Selon la gauche, les médias traditionnels sont au service des dominants: le grand capital, le régime fédéral et l'État. Ils contrôlent les consciences et empêchent toute remise en question de l'ordre établi. Qui ne se souvient pas de Pierre Falardeau qui renommait Radio-Canada, «Radio-Cadenas» ? Les élections deviennent alors un «piège à cons», selon l'expression de Jean-Paul Sartre.

Le saut au Parti québécois de Pierre Duchesne, Bernard Drainville et Raymond Archambault ébranle cependant cette thèse. Les propos de Pierre Foglia, dans sa chronique du 9 juin dernier, sont aussi révélateurs. Homme de gauche et indépendantiste notoire, il explique que pas une fois en 45 ans de carrière il n'a été rappelé à l'ordre par ses patrons. «Et si ce n'était que de moi!» Sans trop de retenue, il ajoute une quinzaine de noms de ceux et celles qui font quotidiennement une bonne part du journal. Quant au Devoir, il faudrait être de mauvaise foi pour y trouver un instrument du pouvoir établi.

Enfin, si Pierre-Karl Péladeau ne roule pas à gauche, il ne cache pas son attachement à la cause souverainiste. Le Québec ne compte pas l'équivalent du National Post canadien ou de Fox News aux États-Unis. En somme, l'idée d'un complot médiatique défendant hermétiquement l'ordre établi tient difficilement la route.

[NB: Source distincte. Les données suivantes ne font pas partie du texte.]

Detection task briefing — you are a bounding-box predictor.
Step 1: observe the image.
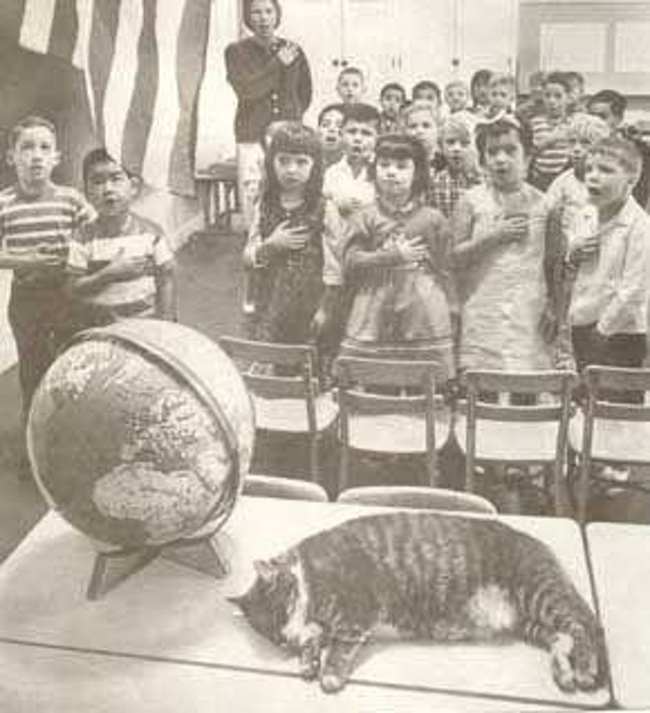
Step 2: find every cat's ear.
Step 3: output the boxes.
[253,560,276,583]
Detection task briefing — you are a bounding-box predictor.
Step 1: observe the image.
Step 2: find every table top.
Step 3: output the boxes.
[0,497,609,710]
[586,523,650,710]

Au milieu des années 70, le sociologue Maurice Pinard avait relevé et chiffré ce biais. Marcel Fournier, dans un texte de 1978 sur les «travailleurs du langage», n'hésitait pas à dire: «Quant aux intellectuels québécois, ils sont apparus, comme d'ailleurs les intellectuels de toute collectivité nationale minoritaire ou opprimée, rapidement nationalistes et ont participé activement à la constitution d'une identité nationale». Et il rappelle que c'est aussi le cas des enseignants des «niveaux élémentaire, secondaire, collégial et universitaire, les chercheurs, en particulier les spécialistes en sciences humaines et sociales».

Évidemment, aujourd'hui, comme dans le reste de la population, l'attachement partisan n'est plus de mise. L'esprit critique à l'endroit de l'ordre établi continue néanmoins de traverser l'intelligentsia. Lors de la crise étudiante, n'a-t-on pas vu plusieurs artistes, enseignants et groupes du milieu culturel adhérer fermement à la cause du carré rouge? Ils ne forment pas un bloc homogène, mais on peut difficilement les considérer comme des «intellectuels organiques» du grand capital.

Le Québec n'est pas seul. En France, une enquête de 2012 dévoile que 74% des journalistes sont de gauche. Aussi, à plus de 90%, ils estiment avoir les coudées franches pour faire leur boulot. L'éditorialiste de la revue Médias pose la question qui tue: «Quand des journalistes veulent bien concéder qu'ils balancent plutôt pour un côté, ils affirment simultanément que cela n'a pas de conséquence sur leur traitement de l'actualité. Qui peut croire à ce vertueux dédoublement?»

Ce biais à gauche n'hypothèque par le professionnalisme des journalistes. À la marge cependant, leurs opinions définissent un angle, colorent un reportage. Ce biais oriente le choix des mots et des titres. Et puisque la chose publique - partis, budgets, projets de loi, personnalités - est presque toujours médiatisée par une caméra, la plume d'un journaliste ou le choix d'un chef de pupitre, il faut déduire que les partis de centre ou de droite - et qui sont fédéralistes - ont généralement un défi communicationnel supplémentaire.

Qu'ils le reconnaissent ou non, les médias, et plus largement les intellectuels, sont des acteurs du système politique. Ils agissent bel et bien comme le quatrième pouvoir, celui de l'influence. Le résultat de leur travail ne tranche évidemment pas comme un décret, une loi ou un jugement, mais il contribue à transformer le réel. En ce début de campagne, on aurait tort de l'oublier.